S’inscrivant dans la tradition des contes, L’Ickabog prend place dans un pays imaginaire, La Cornucopia, dirigé par un Roi plus soucieux de plaire que de régner. Le peuple semble pourtant heureux et ne manquer de rien. Ses habitants vivent de mets délicieux aux noms très imagés qui nous feraient presque salivés… Seuls les habitants des Marais, situés au nord du pays, semblent privés de tout et vivent dans la peur d’être dévorés par la créature monstrueuse qu’est le mystérieux Ickabog. S’il n’a jamais été vu par personne, le monstre prend des formes variées selon qui le décrit, son existence ayant surtout valeur à effrayer les enfants. Lorsque le Capitaine de la Garde Royale est tué au cours d’une campagne visant à trouver et tuer l’Ickabog, les deux conseillers du Roi voient là l’occasion de prendre le pouvoir.
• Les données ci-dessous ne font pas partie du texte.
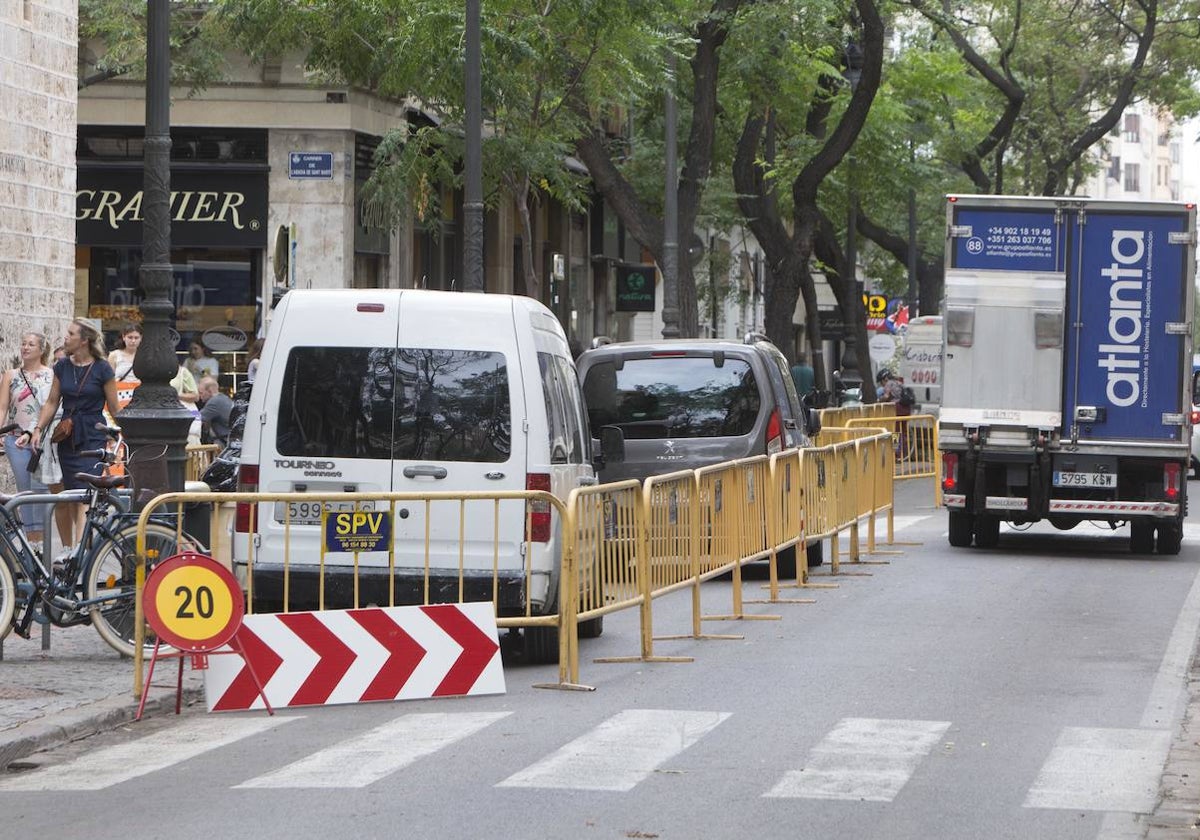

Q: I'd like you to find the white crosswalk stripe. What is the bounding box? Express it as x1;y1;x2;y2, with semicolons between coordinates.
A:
764;718;951;802
235;711;511;789
496;708;730;792
1023;727;1171;812
0;715;297;791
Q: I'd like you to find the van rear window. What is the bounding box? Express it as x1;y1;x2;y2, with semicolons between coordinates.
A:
276;347;511;462
583;357;760;438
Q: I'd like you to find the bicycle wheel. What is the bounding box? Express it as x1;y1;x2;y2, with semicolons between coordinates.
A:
0;553;15;643
84;521;192;658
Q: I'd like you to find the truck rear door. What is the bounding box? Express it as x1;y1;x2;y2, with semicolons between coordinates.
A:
944;199;1067;431
1064;207;1194;443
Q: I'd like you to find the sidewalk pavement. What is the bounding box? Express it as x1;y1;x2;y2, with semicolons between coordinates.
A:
0;624;202;768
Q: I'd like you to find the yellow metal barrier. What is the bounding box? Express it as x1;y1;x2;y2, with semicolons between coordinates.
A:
847;414;941;506
184;444;220;482
132;428;902;696
133;489;583;696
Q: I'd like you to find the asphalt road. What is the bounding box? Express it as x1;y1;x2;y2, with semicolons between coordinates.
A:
1;477;1197;840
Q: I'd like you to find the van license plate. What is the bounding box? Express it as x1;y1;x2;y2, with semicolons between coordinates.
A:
273;501;369;526
1053;472;1116;488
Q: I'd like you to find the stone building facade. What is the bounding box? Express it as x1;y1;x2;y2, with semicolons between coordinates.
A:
0;0;77;366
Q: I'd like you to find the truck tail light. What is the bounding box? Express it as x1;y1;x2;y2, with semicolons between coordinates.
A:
942;453;959;492
1164;462;1181;502
526;473;552;543
236;463;259;533
766;408;783;454
1190;409;1200;425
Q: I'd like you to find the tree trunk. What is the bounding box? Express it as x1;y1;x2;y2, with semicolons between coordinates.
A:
514;177;540;302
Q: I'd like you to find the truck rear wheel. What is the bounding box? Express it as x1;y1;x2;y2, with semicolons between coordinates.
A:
1130;521;1155;554
948;511;974;547
974;515;1000;549
1157;523;1183;556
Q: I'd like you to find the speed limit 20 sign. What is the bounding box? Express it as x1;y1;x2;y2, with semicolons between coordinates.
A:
142;553;244;652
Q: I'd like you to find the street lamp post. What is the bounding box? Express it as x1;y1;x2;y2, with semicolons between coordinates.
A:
118;0;193;496
661;52;680;339
838;41;865;390
463;0;484;293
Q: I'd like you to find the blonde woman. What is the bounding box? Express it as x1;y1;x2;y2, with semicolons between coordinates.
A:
20;319;120;545
0;332;66;545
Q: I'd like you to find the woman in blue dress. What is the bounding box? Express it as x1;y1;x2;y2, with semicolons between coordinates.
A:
19;319;120;546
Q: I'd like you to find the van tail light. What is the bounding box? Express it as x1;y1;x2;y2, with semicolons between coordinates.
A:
1164;462;1181;502
1190;409;1200;425
526;473;552;542
942;453;959;492
236;463;259;533
766;408;783;454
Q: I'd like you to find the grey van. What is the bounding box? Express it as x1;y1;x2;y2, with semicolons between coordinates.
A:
577;335;823;570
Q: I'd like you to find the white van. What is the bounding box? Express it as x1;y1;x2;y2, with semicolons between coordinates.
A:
233;289;598;650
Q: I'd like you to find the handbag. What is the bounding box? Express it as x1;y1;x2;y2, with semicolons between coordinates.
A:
50;417;72;444
50;362;93;445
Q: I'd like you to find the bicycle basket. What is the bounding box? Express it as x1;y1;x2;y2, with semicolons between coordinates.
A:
125;443;170;507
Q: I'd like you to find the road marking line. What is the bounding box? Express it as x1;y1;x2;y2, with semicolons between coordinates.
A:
1141;560;1200;729
1023;727;1170;812
886;515;930;533
0;715;297;791
764;718;950;802
496;708;730;792
236;711;511;788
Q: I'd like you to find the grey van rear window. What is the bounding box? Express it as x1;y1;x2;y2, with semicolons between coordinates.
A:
276;347;511;462
583;357;759;438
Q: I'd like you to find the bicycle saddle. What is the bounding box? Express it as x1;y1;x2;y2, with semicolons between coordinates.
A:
75;473;127;489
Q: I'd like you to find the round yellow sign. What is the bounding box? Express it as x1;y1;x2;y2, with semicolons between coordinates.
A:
152;563;237;643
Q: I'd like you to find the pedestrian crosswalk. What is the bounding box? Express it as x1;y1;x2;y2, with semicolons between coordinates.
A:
0;709;1172;815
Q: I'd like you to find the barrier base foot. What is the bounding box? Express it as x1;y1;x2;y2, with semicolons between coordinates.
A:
811;571;873;577
655;633;744;641
745;596;818;604
867;550;904;556
885;540;923;546
533;681;596;692
848;559;891;565
702;613;782;621
797;582;840;589
594;655;694;664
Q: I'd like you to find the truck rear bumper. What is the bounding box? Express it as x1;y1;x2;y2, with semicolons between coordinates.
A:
943;493;1179;518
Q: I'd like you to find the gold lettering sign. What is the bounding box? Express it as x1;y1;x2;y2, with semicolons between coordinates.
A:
75;189;247;230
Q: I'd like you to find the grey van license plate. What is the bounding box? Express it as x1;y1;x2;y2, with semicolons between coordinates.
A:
273;500;370;526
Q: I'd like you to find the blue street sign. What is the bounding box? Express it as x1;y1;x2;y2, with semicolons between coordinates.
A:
288;152;334;180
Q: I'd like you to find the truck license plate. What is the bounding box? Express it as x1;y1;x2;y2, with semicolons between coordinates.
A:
273;500;369;526
1053;472;1115;488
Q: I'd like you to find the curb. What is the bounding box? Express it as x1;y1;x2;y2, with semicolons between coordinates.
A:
0;686;204;769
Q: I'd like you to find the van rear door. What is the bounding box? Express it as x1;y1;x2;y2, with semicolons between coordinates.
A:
260;294;399;539
390;293;526;573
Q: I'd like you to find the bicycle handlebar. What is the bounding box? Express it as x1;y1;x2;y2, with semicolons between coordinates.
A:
0;423;19;436
79;449;118;464
94;422;122;439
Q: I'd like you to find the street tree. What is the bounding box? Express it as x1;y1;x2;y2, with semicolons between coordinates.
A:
730;0;885;390
78;0;228;91
217;0;671;303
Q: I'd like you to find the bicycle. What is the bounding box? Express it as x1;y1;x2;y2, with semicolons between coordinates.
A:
0;423;205;657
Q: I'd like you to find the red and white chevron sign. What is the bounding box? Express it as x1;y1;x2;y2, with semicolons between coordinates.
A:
204;602;505;711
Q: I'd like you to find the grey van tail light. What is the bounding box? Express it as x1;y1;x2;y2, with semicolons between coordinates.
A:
1034;309;1063;348
946;308;974;347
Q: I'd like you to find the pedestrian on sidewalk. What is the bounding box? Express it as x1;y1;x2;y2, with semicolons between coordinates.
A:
19;319;120;549
106;323;142;412
0;331;66;546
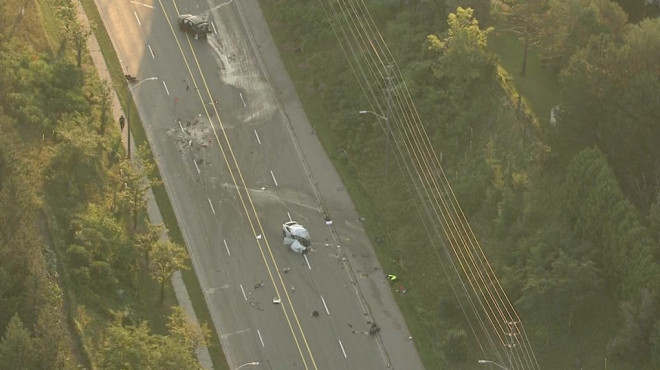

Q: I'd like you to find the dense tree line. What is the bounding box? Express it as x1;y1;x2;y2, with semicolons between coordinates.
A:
263;0;659;367
0;0;203;368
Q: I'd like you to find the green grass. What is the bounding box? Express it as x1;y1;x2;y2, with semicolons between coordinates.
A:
35;0;63;53
259;5;570;369
77;1;228;368
260;9;455;369
488;31;561;124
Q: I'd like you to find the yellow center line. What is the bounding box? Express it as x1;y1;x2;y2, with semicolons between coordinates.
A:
155;2;317;369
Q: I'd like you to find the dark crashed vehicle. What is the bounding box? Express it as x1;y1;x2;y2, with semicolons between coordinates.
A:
177;14;212;39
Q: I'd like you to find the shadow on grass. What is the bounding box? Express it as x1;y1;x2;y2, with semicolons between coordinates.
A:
77;0;229;368
489;31;561;124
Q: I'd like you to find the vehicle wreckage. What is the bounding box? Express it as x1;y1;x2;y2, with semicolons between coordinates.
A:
177;14;212;40
282;221;311;254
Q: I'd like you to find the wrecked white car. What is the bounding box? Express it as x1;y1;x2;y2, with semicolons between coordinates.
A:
282;221;310;254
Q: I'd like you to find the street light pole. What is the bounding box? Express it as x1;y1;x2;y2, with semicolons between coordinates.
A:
235;361;259;370
126;76;158;160
478;359;509;370
358;110;391;177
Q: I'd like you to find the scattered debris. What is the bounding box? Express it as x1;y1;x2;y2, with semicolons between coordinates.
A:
311;310;319;318
359;217;366;222
290;285;295;293
282;267;290;273
369;323;380;335
375;236;384;243
254;282;264;289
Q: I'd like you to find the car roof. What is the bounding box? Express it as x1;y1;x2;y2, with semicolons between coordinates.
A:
180;14;207;25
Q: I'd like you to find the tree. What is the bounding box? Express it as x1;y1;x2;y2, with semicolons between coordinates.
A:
0;315;36;369
117;144;160;232
649;190;660;242
67;22;92;68
57;0;93;67
613;0;646;22
46;113;106;210
85;79;112;135
150;240;189;302
427;7;495;92
505;0;549;75
67;203;137;290
558;18;660;206
99;320;200;369
608;289;660;364
426;7;497;148
167;306;210;353
135;222;166;267
99;322;153;369
153;336;200;370
32;302;75;369
540;0;628;71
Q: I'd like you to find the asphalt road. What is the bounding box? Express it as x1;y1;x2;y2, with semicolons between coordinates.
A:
95;0;424;369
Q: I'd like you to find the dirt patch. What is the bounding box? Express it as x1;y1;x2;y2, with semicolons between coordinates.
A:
282;39;301;52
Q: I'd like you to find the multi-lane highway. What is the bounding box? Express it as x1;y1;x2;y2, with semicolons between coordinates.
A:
95;0;424;368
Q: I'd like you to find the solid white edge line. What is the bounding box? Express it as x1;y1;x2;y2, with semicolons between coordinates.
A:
253;129;261;144
148;44;155;59
133;11;141;26
223;239;231;256
178;120;184;133
239;284;247;301
321;295;330;315
270;170;278;186
304;254;311;270
193;159;200;174
211;21;218;35
338;339;347;358
130;1;155;9
162;80;170;96
239;92;246;107
287;212;292;222
257;329;265;347
208;197;215;215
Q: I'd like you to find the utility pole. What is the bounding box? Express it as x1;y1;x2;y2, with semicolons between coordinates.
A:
505;321;519;370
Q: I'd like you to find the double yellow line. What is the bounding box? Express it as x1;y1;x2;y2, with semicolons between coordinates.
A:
154;1;318;368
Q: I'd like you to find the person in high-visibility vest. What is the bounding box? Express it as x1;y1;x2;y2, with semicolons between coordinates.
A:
386;274;398;282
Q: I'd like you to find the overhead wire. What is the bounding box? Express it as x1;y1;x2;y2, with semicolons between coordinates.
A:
321;0;504;361
320;0;506;364
318;0;540;368
328;0;508;360
319;0;494;359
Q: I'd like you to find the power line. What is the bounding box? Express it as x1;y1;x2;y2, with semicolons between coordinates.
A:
319;1;540;368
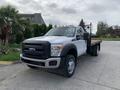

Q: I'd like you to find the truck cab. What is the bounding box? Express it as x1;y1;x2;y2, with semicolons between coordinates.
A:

Le récit prend alors un tournant plus politique dès lors que Lord Crachinay et Lord Flapoon décident de nourir les peurs de tout une population pour s’accaparer le pouvoir et faire fortune à grand renfort de taxes, censées lever des fonds pour la Brigade anti-Ickabog chargée de la protection de tous. J.K. Rowling parvient à mettre en place une dictature et en détaille la mise en place avec tous les rouages d’une machination bien huilée. Le récit interroge alors sur la notion même du monstre, invitant le lecteur à voir au-delà de l’apparence physique pour mieux se concentrer sur la personnalité des deux lords.
Si l’histoire en elle-même n’a pas la même profondeur que les autres titres de l’auteure, il est intéressant de voir que J.K. Rowling a choisi de publier ce titre, d’abord à titre gracieux via internet, durant l’épidémie de covid-19 qui, en 2020, a perturbé l’ordre établi de nos sociétés et donné aux différents gouvernements à travers le monde le pouvoir de restreindre nos libertés à force de confinements et de fermetures de lieux considérés non-essentiels. On peut y voir un moyen pour l’auteure de rappeler aux dirigeants comment s’installe un pouvoir totalitaire en maintenant le peuple dans la peur. Le propos reste pertinent et permet d’aborder une notion complexe avec des lecteurs plus jeunes qui, s’ils auront besoin d’être guidés sur ce point, y trouveront à côté une histoire drôle et rondement menée par une main experte dans l’écriture de textes proposant plusieurs niveaux de lecture.